Your work should not be limited to what you learn in the practical sessions of the course.
You must submit an R markdown, knitted as a pdf file, for every phase.
You can work in a group of two – same group in all phases.
Your grade will be subject to a 5% penalty for every day of submission delay.
– Phase III: (10%) due Wednesday, Dec. 7, 11:59pm.
Use the dataset that you picked in Phase 2 or choose a new dataset – discuss your choice
with me in that case. (1%)
N.B. Your dataset should not be associated with any existing work related to the
required tasks – e.g., on kaggle, Github, …

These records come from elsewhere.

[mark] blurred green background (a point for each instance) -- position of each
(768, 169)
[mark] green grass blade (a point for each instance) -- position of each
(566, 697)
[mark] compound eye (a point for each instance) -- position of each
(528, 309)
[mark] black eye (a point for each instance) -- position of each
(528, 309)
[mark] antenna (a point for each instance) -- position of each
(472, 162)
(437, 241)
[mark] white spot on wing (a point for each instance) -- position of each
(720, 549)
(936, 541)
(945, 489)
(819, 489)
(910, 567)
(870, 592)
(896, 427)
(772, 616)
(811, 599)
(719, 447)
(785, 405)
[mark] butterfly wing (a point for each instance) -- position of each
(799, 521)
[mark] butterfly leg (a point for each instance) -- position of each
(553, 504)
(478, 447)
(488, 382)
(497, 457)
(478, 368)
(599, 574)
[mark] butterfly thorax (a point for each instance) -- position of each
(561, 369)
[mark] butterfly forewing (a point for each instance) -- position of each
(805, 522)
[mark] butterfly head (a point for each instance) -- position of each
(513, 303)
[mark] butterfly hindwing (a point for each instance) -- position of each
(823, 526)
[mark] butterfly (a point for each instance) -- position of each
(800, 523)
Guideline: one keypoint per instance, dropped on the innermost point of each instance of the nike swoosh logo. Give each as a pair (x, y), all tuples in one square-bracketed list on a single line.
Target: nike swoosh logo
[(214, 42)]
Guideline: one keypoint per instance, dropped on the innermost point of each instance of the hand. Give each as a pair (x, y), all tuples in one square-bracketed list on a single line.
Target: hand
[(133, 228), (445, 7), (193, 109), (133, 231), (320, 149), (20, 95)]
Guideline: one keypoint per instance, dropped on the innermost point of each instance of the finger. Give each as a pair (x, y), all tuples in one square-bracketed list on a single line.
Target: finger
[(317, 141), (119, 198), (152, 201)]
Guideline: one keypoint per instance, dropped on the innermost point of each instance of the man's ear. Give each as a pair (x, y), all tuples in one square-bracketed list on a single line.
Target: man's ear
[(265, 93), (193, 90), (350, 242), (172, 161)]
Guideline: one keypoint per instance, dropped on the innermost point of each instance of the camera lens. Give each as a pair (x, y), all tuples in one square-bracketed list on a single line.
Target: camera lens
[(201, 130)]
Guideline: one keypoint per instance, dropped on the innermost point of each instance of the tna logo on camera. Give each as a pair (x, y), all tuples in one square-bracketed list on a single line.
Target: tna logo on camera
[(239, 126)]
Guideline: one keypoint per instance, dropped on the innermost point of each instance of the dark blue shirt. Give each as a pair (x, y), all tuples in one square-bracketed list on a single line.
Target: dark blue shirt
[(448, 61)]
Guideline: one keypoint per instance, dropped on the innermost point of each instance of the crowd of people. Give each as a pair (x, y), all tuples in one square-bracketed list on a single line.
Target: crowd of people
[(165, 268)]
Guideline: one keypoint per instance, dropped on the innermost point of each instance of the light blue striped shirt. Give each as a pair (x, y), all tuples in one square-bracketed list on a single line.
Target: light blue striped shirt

Apply tree-based approaches including decision trees, random forest, bagging, and boosting.
(4%)
Apply unsupervised techniques including k-means and hierarchical clustering, as well as
principal component analysis. Analyze and comment on your results. (6%)
For each phase, make sure to highlight the following in your R markdown pdf file:
Dataset description including context and features
Data mining tasks
Model performance
Results
Comparison of results
Comments and interpretation
Name of your R markdown pdf file following this template: NameOfTeamMember1-
NameOfTeamMember2_Phase PhaseNumber.